While Anne Cormac began and ended her life with that particular name, it was the name she used in the in-between time for which she was, and is, most widely known. For in her impetuous youth, Anne Cormac was known as:
Anne Bonny, the world’s first female pirate.
This is her story. In her own words.
Reviewer: Beverly Laude
I have always wondered about the so-called first female pirate, Anne Bonny Cormac. This was an interesting book, and I enjoyed reading it. Anne was a true lady, raised on a plantation in South Carolina. In her later years, she became a fixture of society and the driving force behind the establishment of a theater in Charles Town that rivaled the finest in England.
However, Anne had a fiery temper to match her red hair, and in her younger days, she became obsessed with the life of piracy. She eventually fell in love with a pirate named James Bonny, and so started the pirate phase of her life. The tales of her life as a pirate were entertaining, educational, and often unbelievable. The book is full of references to robbery, murder, prostitution, same-sex relationships, and sword fights. Still, none of this is told in a really graphic manner. The author has a couple of interludes, where he explains the history of piracy and the culture of the times. I also appreciated the glossary at the end with the "pirate vocabulary."
Anne spent time in prison due to her participation in pirate activities. In her own words, "If you play with the devil, you have to pay the devil." "Women were considered chattel or property." The parts of the book that focused on Anne's pirate days, with their vivid descriptions of life aboard ship and subsequent battles, were the best parts of the book.

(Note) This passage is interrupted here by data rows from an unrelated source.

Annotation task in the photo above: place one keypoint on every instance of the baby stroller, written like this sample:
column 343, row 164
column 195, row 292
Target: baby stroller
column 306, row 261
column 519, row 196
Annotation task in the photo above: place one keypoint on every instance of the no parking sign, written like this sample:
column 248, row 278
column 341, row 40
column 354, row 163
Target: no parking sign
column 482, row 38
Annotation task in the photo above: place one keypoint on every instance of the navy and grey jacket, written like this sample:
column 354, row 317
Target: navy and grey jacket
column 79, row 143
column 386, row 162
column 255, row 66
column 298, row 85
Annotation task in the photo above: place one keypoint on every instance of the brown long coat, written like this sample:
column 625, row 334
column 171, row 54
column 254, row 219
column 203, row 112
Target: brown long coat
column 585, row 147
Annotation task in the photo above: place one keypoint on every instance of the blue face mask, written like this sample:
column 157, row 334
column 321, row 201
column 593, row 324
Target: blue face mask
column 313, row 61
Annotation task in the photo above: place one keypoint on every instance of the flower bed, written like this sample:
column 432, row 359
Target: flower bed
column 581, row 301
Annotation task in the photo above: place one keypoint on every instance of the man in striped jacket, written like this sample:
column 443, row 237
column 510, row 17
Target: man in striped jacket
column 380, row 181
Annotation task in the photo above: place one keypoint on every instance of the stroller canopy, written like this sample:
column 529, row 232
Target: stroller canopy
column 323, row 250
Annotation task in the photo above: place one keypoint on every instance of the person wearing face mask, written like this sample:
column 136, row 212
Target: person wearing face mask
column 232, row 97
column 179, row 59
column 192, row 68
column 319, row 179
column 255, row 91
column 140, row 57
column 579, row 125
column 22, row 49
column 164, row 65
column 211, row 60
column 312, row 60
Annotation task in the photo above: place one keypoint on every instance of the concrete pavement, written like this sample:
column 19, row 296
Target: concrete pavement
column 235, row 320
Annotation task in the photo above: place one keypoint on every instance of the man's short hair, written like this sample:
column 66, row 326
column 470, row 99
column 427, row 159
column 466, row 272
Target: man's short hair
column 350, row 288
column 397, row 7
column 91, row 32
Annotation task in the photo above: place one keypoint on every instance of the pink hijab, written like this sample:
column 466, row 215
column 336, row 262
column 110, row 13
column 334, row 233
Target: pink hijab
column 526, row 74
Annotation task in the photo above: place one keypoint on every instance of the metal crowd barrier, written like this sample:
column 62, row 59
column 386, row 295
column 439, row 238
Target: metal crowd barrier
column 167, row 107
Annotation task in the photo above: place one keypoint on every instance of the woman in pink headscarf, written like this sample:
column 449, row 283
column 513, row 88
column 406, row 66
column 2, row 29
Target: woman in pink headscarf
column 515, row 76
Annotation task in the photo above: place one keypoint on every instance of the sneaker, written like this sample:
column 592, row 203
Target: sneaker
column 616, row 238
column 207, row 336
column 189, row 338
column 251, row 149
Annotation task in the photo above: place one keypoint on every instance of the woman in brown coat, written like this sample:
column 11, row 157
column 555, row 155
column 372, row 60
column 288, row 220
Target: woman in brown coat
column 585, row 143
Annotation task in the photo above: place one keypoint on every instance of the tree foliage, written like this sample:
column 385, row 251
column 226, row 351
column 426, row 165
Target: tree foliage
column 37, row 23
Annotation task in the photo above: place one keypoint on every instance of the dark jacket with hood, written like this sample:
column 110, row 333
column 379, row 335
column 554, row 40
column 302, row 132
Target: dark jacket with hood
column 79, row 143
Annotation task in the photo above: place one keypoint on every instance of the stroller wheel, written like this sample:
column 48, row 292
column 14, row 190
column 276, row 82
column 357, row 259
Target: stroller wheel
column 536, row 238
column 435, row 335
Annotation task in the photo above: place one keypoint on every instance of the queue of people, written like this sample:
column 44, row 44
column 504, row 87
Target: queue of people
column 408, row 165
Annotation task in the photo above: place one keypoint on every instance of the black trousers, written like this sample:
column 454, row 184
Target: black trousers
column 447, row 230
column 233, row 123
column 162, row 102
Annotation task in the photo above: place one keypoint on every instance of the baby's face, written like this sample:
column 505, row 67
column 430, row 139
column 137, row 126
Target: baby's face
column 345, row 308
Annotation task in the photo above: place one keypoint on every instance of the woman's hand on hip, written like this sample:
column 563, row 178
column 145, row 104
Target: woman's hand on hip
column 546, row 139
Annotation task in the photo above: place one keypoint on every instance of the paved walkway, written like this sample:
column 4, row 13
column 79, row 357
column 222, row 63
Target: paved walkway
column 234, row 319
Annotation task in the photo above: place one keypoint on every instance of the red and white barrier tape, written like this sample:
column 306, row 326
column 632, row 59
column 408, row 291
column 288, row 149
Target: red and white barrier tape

I did have a few issues with the book. The author chose to use the device of the main character telling her story to her granddaughter, Annie. At first, this seemed to work pretty well, but I think I would have preferred just a straight telling of the story instead of these storytellings. The descriptions of the set-up to these storytelling sessions became repetitive, in my honest opinion. They really didn't add much to the book. The book became as much a tale of life on a Southern plantation in the late 1700s as it was a story about Anne's pirate days. The writing style of the book made it seem like it was written for a younger audience, but because of the subject matter, that didn't really fit.
Whether or not this book is factual, it is still an entertaining book. It is well-written and fast-paced, and it is obvious that the author did a lot of research into the story. If you are at all interested in pirates or piracy, I would say that this is a good starting point to get an idea of the life of a pirate. I know that I will probably read more books about the era since this book has piqued my interest.
Reviewer: Kandace Perry
Fiery Red Hair...Emerald Green Eyes and A Vicious Irish Temper by Ralph Jarrells is a captivating and intriguing novel for anyone who enjoys daring adventure and bold romantic interludes.
Fiery Red Hair is the portrayal of the life of Anne Bonny, (the world's first female pirate). Jarrells weaves her heartache and betrayal, her disastrous misfortunes and hard earned triumphs seamlessly through the pages. Bonny loved and lost time and time again but eventually found her way home, discovered her inner strength and her true purpose in life.
Life is about choices, Bonny made some disastrous ones but she learned from them and eventually found stability, security and her place in society.... if only she had discovered God's unconditional love, forgiveness and peace than her life would have been truly transformed.